From a82a0907e0afda1b0bd623792699e2a7cd0dc7eb Mon Sep 17 00:00:00 2001
From: linkerzhang <kezhan@microsoft.com>
Date: Fri, 23 Nov 2018 11:56:14 -0800
Subject: [PATCH] add ops for quantization support.

---
 onnxruntime/contrib_ops/contrib_ops.cc | 223 +++++++++++++++++++++++++
 1 file changed, 223 insertions(+)

diff --git a/onnxruntime/contrib_ops/contrib_ops.cc b/onnxruntime/contrib_ops/contrib_ops.cc
index 49c8a133ea..d698cdcbd3 100644
--- a/onnxruntime/contrib_ops/contrib_ops.cc
+++ b/onnxruntime/contrib_ops/contrib_ops.cc
@@ -104,6 +104,229 @@ The quantization formula is y = (x / y_scale) + y_zero_point. For (x / y_scale),
 The linear de-quantization operator. It consumes a quantized data, a scale, a zero point and computes the full precision data.
 The dequantization formula is y = (x - x_zero_point) * x_scale.
  Scale and zero point must have same shape. They must be either scalar (per tensor) or 1-D tensor (per 'axis').)DOC");
+
+  const char* auto_pad_doc =
+      "auto_pad must be either NOTSET, SAME_UPPER, SAME_LOWER or VALID. Where "
+      "default value is NOTSET, which means explicit padding is used. "
+      "SAME_UPPER or SAME_LOWER mean pad the input so that the output size match the input."
+      "In case of odd number add the extra padding at the end for SAME_UPPER and at the "
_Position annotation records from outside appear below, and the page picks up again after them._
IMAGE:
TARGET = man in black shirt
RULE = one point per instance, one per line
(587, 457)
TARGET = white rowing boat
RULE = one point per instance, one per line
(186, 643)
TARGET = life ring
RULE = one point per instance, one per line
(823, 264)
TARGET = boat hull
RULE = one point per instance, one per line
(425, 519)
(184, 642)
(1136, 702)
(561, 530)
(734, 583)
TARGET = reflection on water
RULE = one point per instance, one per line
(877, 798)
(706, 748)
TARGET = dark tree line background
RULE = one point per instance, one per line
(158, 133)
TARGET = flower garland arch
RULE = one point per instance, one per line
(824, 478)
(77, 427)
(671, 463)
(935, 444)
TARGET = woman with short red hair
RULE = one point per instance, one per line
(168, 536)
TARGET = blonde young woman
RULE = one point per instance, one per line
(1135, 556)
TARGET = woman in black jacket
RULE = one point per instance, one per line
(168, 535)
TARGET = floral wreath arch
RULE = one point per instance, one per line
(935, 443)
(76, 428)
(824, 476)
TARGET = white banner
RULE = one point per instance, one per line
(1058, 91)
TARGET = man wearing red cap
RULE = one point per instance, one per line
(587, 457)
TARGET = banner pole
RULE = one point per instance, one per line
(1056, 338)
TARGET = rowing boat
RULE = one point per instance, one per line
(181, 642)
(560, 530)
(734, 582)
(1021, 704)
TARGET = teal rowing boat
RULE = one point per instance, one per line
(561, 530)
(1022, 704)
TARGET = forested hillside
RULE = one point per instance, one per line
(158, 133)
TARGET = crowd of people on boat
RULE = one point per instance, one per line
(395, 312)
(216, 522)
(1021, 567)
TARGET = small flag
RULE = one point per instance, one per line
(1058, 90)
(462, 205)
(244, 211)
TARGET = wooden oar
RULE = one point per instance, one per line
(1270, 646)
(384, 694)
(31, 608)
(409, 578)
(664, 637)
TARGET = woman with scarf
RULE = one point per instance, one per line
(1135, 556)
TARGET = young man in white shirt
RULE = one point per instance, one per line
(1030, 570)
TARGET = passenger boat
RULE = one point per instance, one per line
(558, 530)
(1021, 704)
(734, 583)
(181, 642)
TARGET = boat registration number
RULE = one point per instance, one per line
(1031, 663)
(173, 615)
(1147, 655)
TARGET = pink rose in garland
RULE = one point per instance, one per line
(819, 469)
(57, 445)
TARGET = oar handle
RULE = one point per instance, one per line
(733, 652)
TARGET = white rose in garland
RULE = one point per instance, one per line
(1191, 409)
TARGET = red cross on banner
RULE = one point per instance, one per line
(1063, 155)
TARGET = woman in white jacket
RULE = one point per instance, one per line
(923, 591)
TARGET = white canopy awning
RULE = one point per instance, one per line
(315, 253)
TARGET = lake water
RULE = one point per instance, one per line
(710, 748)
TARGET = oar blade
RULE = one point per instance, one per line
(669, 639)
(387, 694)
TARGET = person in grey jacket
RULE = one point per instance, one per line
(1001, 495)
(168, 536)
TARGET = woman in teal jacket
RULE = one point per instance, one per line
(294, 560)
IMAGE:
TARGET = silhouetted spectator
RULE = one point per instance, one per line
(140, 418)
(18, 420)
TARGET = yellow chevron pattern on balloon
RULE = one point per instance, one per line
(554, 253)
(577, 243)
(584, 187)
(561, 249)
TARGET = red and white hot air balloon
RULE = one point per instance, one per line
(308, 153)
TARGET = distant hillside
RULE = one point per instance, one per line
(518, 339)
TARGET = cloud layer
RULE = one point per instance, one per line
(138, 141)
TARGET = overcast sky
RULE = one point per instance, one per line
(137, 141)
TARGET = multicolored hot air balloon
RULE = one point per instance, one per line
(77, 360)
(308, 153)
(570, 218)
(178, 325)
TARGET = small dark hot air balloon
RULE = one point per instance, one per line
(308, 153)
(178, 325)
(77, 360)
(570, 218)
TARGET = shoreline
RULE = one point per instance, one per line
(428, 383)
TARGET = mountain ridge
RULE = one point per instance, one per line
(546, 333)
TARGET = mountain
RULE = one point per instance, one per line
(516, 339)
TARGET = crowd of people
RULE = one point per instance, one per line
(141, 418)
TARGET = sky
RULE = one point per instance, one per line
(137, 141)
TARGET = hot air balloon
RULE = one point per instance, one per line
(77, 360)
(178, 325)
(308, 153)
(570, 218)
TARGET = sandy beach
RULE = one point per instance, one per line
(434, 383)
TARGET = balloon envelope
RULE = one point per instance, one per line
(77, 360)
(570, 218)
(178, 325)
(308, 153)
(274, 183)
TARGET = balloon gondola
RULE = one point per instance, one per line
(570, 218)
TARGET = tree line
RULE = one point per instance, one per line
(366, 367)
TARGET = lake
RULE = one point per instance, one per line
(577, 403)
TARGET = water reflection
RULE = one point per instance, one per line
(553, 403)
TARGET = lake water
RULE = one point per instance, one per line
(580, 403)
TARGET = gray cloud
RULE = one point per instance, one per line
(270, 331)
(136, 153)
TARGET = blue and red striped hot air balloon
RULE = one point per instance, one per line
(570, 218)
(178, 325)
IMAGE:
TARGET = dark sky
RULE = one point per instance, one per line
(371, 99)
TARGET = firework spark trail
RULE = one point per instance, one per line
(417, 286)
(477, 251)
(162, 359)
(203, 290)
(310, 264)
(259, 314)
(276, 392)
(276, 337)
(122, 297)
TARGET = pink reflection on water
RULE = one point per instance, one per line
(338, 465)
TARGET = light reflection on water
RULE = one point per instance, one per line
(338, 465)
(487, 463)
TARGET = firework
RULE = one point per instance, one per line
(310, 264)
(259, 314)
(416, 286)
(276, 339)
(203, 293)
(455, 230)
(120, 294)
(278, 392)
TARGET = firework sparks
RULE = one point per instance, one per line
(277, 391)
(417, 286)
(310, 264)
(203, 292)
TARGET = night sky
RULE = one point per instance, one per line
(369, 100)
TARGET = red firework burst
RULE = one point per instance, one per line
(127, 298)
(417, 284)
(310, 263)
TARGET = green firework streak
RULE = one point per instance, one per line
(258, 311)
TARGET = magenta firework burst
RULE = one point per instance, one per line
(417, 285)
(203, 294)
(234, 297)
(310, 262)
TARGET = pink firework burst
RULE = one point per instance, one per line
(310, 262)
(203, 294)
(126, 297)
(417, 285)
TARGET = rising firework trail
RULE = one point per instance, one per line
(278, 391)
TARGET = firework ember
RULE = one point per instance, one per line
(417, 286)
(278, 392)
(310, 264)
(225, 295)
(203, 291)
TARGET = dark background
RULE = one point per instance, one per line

+      "beginning for SAME_LOWER. VALID mean no padding.";
+
+  ONNX_CONTRIB_OPERATOR_SCHEMA(QLinearConv)
+      .SetDomain(kMSDomain)
+      .SinceVersion(1)
+      .SetDoc(R"DOC(
+The convolution operator consumes a quantized input tensor, its scale and zero point, 
+a quantized filter, its scale and zero point, and output’s scale and zero point, 
+and computes the quantized output. Each scale and zero point pair must have same shape.
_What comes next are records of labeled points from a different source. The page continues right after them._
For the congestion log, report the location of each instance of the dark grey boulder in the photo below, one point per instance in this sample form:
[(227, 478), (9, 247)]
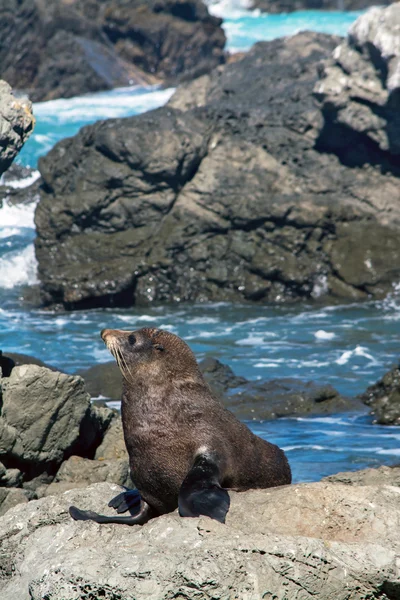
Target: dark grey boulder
[(113, 445), (383, 398), (45, 417), (10, 497), (80, 472), (226, 194), (359, 93), (381, 476), (63, 49)]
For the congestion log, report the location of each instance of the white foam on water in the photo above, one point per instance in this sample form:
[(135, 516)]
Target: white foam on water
[(103, 105), (358, 351), (101, 355), (321, 334), (17, 215), (328, 420), (9, 232), (232, 9), (202, 321), (113, 404), (251, 340), (23, 183), (393, 451), (60, 322), (18, 268)]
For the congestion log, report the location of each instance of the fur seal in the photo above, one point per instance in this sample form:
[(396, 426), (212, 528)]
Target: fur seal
[(185, 449)]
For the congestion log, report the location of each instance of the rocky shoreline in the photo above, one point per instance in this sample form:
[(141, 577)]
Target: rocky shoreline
[(255, 184), (305, 541), (338, 536), (16, 125), (53, 438)]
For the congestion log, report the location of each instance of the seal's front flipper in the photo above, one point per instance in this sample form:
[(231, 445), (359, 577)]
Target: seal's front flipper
[(144, 514), (201, 493), (128, 500)]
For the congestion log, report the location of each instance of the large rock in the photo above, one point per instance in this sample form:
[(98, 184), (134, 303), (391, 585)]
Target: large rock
[(16, 124), (225, 195), (78, 472), (384, 398), (46, 417), (381, 476), (318, 540), (62, 49)]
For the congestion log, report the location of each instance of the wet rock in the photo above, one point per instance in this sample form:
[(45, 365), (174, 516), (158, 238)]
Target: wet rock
[(10, 477), (326, 540), (45, 417), (16, 124), (9, 360), (226, 194), (80, 472), (19, 185), (384, 398), (380, 476), (359, 92), (10, 497), (63, 49)]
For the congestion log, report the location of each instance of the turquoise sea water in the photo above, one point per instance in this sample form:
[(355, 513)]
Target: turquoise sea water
[(348, 346), (243, 31)]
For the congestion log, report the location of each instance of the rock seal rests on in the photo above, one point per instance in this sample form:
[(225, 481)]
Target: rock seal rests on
[(185, 449)]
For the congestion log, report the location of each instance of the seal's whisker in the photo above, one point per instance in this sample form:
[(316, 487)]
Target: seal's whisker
[(126, 365)]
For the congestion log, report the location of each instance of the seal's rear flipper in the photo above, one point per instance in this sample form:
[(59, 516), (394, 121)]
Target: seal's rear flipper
[(144, 514), (201, 493), (128, 500)]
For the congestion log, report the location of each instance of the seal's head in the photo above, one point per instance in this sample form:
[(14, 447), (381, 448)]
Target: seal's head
[(150, 352)]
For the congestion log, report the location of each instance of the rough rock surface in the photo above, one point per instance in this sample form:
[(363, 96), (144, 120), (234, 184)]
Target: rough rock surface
[(246, 399), (305, 541), (381, 476), (79, 472), (360, 93), (45, 417), (384, 398), (63, 48), (279, 6), (16, 124), (15, 190), (229, 193)]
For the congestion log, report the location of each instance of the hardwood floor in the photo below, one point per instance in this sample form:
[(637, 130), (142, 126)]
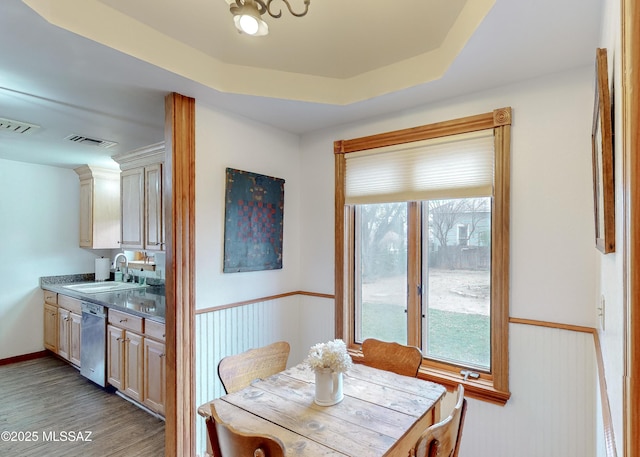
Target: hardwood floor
[(50, 403)]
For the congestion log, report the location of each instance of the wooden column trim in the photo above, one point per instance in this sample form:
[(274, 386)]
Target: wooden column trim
[(179, 200), (630, 21)]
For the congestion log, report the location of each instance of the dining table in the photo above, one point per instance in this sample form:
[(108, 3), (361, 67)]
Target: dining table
[(381, 414)]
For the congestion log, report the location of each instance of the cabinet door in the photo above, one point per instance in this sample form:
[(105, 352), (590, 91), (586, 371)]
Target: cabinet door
[(115, 357), (75, 321), (154, 221), (86, 213), (133, 371), (63, 333), (51, 327), (154, 375), (132, 208)]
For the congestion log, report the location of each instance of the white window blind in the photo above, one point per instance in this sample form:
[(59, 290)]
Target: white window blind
[(456, 166)]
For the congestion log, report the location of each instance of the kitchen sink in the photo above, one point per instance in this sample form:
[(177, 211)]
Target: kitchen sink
[(98, 287)]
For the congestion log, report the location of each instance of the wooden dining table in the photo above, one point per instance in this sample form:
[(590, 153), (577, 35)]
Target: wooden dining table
[(382, 413)]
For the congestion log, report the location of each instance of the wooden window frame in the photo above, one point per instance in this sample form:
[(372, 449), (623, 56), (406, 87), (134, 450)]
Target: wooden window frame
[(494, 386)]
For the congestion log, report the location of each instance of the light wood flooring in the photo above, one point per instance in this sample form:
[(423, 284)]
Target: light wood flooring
[(47, 399)]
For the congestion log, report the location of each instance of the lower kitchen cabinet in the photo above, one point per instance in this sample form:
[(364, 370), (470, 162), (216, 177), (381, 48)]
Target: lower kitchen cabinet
[(124, 367), (136, 361), (154, 375), (67, 329), (51, 327)]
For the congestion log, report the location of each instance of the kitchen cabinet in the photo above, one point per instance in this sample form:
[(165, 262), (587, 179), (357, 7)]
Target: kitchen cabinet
[(51, 321), (132, 188), (99, 207), (69, 323), (125, 354), (136, 359), (154, 367), (141, 198)]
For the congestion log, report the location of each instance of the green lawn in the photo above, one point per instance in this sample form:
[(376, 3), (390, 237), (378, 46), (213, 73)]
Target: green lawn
[(453, 336)]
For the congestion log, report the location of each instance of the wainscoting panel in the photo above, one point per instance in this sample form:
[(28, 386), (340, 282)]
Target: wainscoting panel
[(552, 410), (301, 320)]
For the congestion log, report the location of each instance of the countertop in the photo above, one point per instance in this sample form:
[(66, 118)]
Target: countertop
[(148, 302)]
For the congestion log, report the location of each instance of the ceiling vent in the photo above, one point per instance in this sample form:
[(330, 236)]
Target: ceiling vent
[(85, 140), (11, 126)]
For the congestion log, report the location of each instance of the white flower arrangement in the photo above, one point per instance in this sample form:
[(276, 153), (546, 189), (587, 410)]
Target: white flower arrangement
[(332, 354)]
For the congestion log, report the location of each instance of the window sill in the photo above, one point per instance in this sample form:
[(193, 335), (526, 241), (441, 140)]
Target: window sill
[(479, 389)]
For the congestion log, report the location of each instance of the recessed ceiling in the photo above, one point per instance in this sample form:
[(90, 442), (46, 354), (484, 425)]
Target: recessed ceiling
[(341, 52), (93, 71)]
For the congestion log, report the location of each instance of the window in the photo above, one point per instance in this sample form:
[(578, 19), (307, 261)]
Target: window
[(422, 247)]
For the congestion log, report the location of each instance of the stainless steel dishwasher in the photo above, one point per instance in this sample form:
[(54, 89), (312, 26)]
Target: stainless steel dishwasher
[(93, 343)]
+It means they must be either scalars (per tensor) or 1-D tensors (per channel).)DOC")
+      .Input(
+          0,
+          "x",
+          "Input data tensor from previous layer; "
+          "has size (N x C x H x W), where N is the batch size, "
+          "C is the number of channels, and H and W are the "
+          "height and width. Note that this is for the 2D image. "
+          "Otherwise the size is (N x C x D1 x D2 ... x Dn). "
+          "Optionally, if dimension denotation is "
+          "in effect, the operation expects input data tensor "
+          "to arrive with the dimension denotation of [DATA_BATCH, "
+          "DATA_CHANNEL, DATA_FEATURE, DATA_FEATURE ...].",
+          "T1")
+      .Input(1, "x_scale", "Scale tensor for input ‘x’. It could be a scalar or a 1-D tensor, which means a per-tensor or per-channel quantization. If it’s a 1-D tensor, its number of elements should be equal to the number of channels of input ‘x’.", "T3")
+      .Input(2, "x_zero_point", "Zero point tensor for input ‘x’. It could be a scalar or a 1-D tensor, which means a per-tensor or per-channel quantization. If it’s a 1-D tensor, its number of elements should be equal to the number of channels of input ‘x’.", "T1")
+      .Input(
+          3,
+          "w",
+          "The weight tensor that will be used in the "
+          "convolutions; has size (M x C/group x kH x kW), where C "
+          "is the number of channels, and kH and kW are the "
+          "height and width of the kernel, and M is the number "
+          "of feature maps. For more than 2 dimensions, the "
+          "kernel shape will be (M x C/group x k1 x k2 x ... x kn), "
+          "where (k1 x k2 x ... kn) is the dimension of the kernel. "
+          "Optionally, if dimension denotation is in effect, "
+          "the operation expects the weight tensor to arrive "
+          "with the dimension denotation of [FILTER_OUT_CHANNEL, "
+          "FILTER_IN_CHANNEL, FILTER_SPATIAL, FILTER_SPATIAL ...]. "
+          "X.shape[1] == (W.shape[1] * group) == C "
+          "(assuming zero based indices for the shape array). "
+          "Or in other words FILTER_IN_CHANNEL should be equal to DATA_CHANNEL. ",
+          "T1")
+      .Input(4, "w_scale", "Scale tensor for input ‘w’. It could be a scalar or a 1-D tensor, which means a per-tensor or per-channel quantization. If it’s a 1-D tensor, its number of elements should be equal to the number of channels of input ‘w’.", "T3")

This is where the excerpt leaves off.